Thursday, 8 March 2012


Union Troops Advance
(c) Kaptain Kobold 2011
I came across some posts I made to the HOTT Yahoo Group last year about running ACW fantasy games, and thought I'd share them here. I was considering the two sides as fantasy nations/races, and settled on them being Chaos vs Order or Romance vs Reality.

You have The South - An older culture, individualistic and tribal. Inspired and enthusiastic, relying on the valour of individual warriors. Not technologically sophisticated, but old enough to draw on a magic of its own.

Against them is The North - A larger, organised society, cooperative and ordered. Able to draw on the inventiveness of its citizens. It achieves its aims via a relentless grinding down of the opposition.

Both concepts are based on the 'legendary' ACW, which concentrates mainly on the war in the East, with a little of the Western theatre thrown in and pretty much skipping the (much more interesting) Trans-Mississippi.

With that in mind I set about designing some lists.

The South

1 x Magician General (Lee)
1 x Hero (Jackson or Stuart)
1 x Artillery (Cannon)
4 x Warband (Southern Soldiers)
2 x Knights (Cavalry)
1 x Lurker (Partisans and Raiders)

The North

1 x Spear General
3 x Spears (Soldiers of The North)
2 x Riders (Cavalry)
2 x Artillery (Cannon)
2 x Shooters (Soldiers with Repeating Weapons)
1 x Flyer (Intrepid Aeronaut In Observation Balloon)

The approach I have gone for is similar to how I did my Weird Reich army - look at it as a normal fantasy army depicted with historical (or semi-historical) troops, rather than considering the historical troops and trying to fit them to the game's classifications. The North has numbers and gadgetry on its side, whilst The South relies on heroism and individual personalities.

Never one to just go for 'theoretical' lists, and with the aid of some sabot bases and my 6mm 'Fire and Fury' armies, I gave it a go (on the 150th anniversary of the start of the actual war, no less)

There are some pictures here.

The result was a great HOTT game, but totally unlike an ACW battle, which is only to be expected when you use a set of rules not suited for such a conflict.

On one flank, the Confederate Warband failed to charge the Union Artillery, hampered by accurate shooting and the presence of the Union observation balloon Flyer. However on the other flank the Confederate Knights saw off the Union Riders and, with the aid of their Hero (Stonewall Jackson, naturally) took out the repeater-armed Union Shooters.

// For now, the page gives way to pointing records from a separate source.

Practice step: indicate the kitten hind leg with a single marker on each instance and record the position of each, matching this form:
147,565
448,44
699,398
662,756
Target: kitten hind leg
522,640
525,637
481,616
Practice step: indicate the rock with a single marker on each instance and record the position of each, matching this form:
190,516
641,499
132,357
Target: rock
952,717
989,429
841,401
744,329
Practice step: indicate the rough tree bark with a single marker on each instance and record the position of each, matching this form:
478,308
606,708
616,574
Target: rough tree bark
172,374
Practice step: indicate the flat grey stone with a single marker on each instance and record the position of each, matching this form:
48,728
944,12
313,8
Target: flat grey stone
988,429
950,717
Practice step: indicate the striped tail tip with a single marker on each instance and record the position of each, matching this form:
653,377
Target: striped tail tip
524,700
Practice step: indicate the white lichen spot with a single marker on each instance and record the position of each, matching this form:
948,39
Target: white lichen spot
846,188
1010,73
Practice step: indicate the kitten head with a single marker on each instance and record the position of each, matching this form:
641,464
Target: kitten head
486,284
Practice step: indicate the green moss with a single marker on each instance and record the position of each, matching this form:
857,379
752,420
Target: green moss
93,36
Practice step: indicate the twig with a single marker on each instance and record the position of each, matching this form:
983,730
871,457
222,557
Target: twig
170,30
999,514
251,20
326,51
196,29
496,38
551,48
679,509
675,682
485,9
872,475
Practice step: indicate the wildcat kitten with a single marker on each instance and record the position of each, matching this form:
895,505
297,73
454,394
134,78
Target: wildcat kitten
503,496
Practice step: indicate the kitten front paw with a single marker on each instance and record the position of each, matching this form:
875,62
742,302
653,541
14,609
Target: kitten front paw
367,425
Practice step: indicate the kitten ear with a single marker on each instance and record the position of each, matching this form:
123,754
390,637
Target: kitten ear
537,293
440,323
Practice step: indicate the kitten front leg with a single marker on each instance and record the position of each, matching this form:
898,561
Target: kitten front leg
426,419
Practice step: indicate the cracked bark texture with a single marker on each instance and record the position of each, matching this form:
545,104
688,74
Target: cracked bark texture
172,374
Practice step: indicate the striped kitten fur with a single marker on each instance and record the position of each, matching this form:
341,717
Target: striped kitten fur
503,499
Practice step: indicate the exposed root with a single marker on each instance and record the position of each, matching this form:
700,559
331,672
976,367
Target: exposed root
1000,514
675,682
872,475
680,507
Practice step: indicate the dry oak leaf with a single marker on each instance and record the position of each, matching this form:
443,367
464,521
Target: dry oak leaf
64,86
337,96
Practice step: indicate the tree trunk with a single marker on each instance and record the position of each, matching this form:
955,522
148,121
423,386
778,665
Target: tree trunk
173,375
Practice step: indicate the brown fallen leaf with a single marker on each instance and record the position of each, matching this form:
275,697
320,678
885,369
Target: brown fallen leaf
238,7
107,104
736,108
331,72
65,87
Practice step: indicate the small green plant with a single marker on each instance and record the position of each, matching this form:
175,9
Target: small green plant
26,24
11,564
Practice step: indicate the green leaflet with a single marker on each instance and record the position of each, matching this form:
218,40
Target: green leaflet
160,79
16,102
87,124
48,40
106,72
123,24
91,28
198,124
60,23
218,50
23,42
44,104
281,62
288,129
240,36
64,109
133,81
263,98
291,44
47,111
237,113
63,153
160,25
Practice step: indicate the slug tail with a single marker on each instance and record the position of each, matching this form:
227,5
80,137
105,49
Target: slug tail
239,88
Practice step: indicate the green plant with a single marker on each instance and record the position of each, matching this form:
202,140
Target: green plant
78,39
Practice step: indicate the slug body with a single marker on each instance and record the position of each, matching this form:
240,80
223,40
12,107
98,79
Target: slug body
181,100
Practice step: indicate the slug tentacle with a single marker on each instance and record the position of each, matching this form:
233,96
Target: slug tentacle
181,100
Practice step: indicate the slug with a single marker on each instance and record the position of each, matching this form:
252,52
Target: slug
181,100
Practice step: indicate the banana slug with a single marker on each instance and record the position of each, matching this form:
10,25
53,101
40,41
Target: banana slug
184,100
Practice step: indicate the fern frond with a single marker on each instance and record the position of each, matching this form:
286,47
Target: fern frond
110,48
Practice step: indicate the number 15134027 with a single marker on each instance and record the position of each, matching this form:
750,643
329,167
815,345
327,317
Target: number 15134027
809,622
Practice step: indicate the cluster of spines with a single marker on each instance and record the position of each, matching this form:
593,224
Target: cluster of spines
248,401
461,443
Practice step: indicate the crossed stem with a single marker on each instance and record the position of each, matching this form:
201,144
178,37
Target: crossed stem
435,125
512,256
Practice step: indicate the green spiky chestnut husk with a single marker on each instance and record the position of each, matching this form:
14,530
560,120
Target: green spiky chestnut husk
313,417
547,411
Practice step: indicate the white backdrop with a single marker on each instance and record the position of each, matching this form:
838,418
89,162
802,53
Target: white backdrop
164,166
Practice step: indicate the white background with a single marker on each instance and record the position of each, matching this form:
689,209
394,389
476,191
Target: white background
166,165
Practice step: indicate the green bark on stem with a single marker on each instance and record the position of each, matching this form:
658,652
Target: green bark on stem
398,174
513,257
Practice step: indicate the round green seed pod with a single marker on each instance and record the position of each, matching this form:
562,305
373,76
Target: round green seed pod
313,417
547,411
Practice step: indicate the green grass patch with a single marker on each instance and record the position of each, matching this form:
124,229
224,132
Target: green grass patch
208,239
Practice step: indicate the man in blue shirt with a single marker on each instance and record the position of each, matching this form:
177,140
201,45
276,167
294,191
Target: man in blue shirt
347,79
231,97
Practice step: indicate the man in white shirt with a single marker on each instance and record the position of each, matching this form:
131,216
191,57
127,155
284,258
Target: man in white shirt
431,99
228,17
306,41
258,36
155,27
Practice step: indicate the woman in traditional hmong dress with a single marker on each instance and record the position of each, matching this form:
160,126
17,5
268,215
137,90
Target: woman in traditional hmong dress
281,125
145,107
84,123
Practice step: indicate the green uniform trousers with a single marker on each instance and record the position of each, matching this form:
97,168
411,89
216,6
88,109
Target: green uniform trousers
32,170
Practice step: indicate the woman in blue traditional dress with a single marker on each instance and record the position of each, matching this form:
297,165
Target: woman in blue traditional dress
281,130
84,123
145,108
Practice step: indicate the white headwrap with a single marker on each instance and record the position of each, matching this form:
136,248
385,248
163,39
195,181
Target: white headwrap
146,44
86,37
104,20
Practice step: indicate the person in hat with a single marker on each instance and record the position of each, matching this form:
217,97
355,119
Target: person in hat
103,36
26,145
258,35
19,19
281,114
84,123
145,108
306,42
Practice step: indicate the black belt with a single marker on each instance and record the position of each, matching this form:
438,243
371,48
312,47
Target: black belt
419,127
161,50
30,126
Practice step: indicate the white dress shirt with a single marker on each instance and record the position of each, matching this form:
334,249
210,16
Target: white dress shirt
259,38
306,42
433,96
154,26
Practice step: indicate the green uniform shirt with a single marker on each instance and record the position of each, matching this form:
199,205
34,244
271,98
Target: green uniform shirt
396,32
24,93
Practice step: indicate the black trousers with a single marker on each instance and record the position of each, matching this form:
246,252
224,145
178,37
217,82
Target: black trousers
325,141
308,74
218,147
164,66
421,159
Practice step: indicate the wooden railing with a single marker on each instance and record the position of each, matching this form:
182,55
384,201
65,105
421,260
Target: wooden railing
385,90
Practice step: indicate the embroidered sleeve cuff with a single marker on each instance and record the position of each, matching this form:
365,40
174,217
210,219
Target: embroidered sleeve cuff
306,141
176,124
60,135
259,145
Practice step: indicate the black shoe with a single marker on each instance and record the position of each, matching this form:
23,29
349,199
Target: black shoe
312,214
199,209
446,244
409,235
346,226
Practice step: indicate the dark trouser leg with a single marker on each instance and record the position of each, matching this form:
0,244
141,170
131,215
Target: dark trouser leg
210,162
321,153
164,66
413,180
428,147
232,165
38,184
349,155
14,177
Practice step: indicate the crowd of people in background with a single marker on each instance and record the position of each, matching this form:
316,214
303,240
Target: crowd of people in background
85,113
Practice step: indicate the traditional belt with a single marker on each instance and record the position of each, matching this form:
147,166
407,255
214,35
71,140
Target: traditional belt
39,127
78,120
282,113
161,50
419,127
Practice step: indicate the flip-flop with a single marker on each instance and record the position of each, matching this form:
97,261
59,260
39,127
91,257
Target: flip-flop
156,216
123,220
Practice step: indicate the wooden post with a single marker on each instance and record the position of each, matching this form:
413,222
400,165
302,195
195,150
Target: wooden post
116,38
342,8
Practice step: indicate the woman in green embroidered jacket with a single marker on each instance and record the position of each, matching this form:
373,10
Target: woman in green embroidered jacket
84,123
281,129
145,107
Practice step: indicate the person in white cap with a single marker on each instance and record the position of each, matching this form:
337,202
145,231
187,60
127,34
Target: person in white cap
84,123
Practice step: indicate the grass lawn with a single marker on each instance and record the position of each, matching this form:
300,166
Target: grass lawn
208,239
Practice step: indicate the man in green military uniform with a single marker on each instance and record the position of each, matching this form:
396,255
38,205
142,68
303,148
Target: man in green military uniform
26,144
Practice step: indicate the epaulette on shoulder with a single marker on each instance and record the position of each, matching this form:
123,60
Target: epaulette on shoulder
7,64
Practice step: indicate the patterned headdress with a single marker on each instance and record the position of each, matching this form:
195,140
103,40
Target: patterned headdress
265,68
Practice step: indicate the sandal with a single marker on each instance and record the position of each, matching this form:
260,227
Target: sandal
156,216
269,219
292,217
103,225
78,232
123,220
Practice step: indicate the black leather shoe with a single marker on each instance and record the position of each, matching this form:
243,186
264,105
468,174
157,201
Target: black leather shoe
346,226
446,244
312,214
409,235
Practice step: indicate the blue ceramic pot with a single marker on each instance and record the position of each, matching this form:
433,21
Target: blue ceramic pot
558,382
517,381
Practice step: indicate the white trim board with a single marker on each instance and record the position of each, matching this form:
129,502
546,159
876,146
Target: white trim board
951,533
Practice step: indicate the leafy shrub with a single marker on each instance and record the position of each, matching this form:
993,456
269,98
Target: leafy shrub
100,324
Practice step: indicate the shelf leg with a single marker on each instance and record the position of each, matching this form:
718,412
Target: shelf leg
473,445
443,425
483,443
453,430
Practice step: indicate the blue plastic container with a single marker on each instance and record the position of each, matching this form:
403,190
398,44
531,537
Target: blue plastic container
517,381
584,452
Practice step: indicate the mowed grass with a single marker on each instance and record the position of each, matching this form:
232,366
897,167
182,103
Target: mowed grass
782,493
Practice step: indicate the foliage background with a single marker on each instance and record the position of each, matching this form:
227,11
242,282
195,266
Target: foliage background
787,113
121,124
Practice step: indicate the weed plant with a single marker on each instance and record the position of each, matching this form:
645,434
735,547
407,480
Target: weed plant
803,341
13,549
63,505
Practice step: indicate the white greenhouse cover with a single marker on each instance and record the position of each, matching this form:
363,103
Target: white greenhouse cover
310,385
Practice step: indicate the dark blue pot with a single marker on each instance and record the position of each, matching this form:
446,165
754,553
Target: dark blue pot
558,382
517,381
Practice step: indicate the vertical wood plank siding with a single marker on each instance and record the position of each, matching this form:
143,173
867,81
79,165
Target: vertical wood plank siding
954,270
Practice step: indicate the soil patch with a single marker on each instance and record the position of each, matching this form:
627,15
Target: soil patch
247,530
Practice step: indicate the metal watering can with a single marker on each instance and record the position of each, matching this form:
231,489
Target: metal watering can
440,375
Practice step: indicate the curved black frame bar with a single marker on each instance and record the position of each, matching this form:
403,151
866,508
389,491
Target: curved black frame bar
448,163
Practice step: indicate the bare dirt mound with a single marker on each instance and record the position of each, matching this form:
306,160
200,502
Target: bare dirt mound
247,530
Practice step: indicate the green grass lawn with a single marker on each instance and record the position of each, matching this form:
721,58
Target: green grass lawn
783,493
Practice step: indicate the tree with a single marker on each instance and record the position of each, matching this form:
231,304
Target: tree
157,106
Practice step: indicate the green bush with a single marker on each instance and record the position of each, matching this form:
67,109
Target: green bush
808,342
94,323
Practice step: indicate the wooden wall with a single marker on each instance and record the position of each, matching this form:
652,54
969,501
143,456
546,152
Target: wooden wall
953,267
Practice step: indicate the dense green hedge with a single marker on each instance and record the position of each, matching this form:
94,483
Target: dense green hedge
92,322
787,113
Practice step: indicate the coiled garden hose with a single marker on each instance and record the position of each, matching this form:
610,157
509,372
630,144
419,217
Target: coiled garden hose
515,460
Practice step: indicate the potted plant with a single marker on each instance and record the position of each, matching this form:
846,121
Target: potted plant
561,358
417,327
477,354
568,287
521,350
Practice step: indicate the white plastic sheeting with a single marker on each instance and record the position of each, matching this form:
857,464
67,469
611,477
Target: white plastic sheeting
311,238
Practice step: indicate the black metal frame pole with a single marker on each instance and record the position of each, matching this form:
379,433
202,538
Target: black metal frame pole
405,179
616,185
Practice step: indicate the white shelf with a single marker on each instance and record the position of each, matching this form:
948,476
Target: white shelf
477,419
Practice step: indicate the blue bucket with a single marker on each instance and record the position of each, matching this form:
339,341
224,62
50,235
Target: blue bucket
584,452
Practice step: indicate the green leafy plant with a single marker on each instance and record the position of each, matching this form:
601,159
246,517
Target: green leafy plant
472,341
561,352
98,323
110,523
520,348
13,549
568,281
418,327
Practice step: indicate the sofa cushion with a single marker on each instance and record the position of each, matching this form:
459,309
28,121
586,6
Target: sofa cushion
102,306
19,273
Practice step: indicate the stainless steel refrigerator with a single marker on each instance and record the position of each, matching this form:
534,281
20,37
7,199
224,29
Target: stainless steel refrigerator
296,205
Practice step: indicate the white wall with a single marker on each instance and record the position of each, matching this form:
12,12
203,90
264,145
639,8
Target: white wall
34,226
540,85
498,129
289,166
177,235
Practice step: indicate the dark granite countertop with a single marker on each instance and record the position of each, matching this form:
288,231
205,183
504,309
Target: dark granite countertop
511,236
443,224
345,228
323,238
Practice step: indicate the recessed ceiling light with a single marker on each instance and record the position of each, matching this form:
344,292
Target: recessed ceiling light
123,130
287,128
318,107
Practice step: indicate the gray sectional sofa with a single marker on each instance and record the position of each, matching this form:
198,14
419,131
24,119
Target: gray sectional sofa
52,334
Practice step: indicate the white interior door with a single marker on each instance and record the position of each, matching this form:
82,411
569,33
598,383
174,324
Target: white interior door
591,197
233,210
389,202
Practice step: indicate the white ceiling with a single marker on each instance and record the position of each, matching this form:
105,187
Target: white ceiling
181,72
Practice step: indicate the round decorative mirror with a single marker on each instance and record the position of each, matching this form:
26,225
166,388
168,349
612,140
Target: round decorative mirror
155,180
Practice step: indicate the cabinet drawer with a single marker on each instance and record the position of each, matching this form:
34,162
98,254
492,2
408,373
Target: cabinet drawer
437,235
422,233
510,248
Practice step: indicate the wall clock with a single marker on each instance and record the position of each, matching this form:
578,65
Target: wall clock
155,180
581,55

The observation balloon managed to destroy the Confederate Artillery, but was seen off by General Lee himself, to win the

The actual matchup isn't bad - the Union has plenty of firepower, and the balloon is an annoying diversion if used properly, plus their Spears make for a solid battle-line, even in the face of Knights and Warband. The Confederates need to use the Hero and Magician creatively to make openings for the deadly, but fragile, Knights and Warband.


  1. I have to say, I would never have considered HoTT for ACW - but it looks like a hoot! Not one for the purists I suspect.

    1. As I said in the post, they are more fantasy armies based on the ACW rather than an attempt to do the ACW using HOTT. I'm not a big fan of the concept of using HOTT as a generic historical rules set.

  2. As further inspiration may I recommend the works of Cherie Priest. She writes steampunk novels the first of which, Boneshaker, is set in Seattle in 1870-something. The ACW is still going on and after an earthquake, Seattle has been walled up to prevent the zombies from escaping. Dreadnaught, the second book has armoured trains, zombies, airships and steam powered walkers.

  3. I did a Hordes Out West (HOW) game using HotT for the American Indian Wars. In the game Lincoln (Magician) faced an Indian God Windingo. All in all it was a very fun game and I will consider painting and collecting the figures to make it part of my permanent collection.
    The Penny Whistle blog shows pictures and an action report.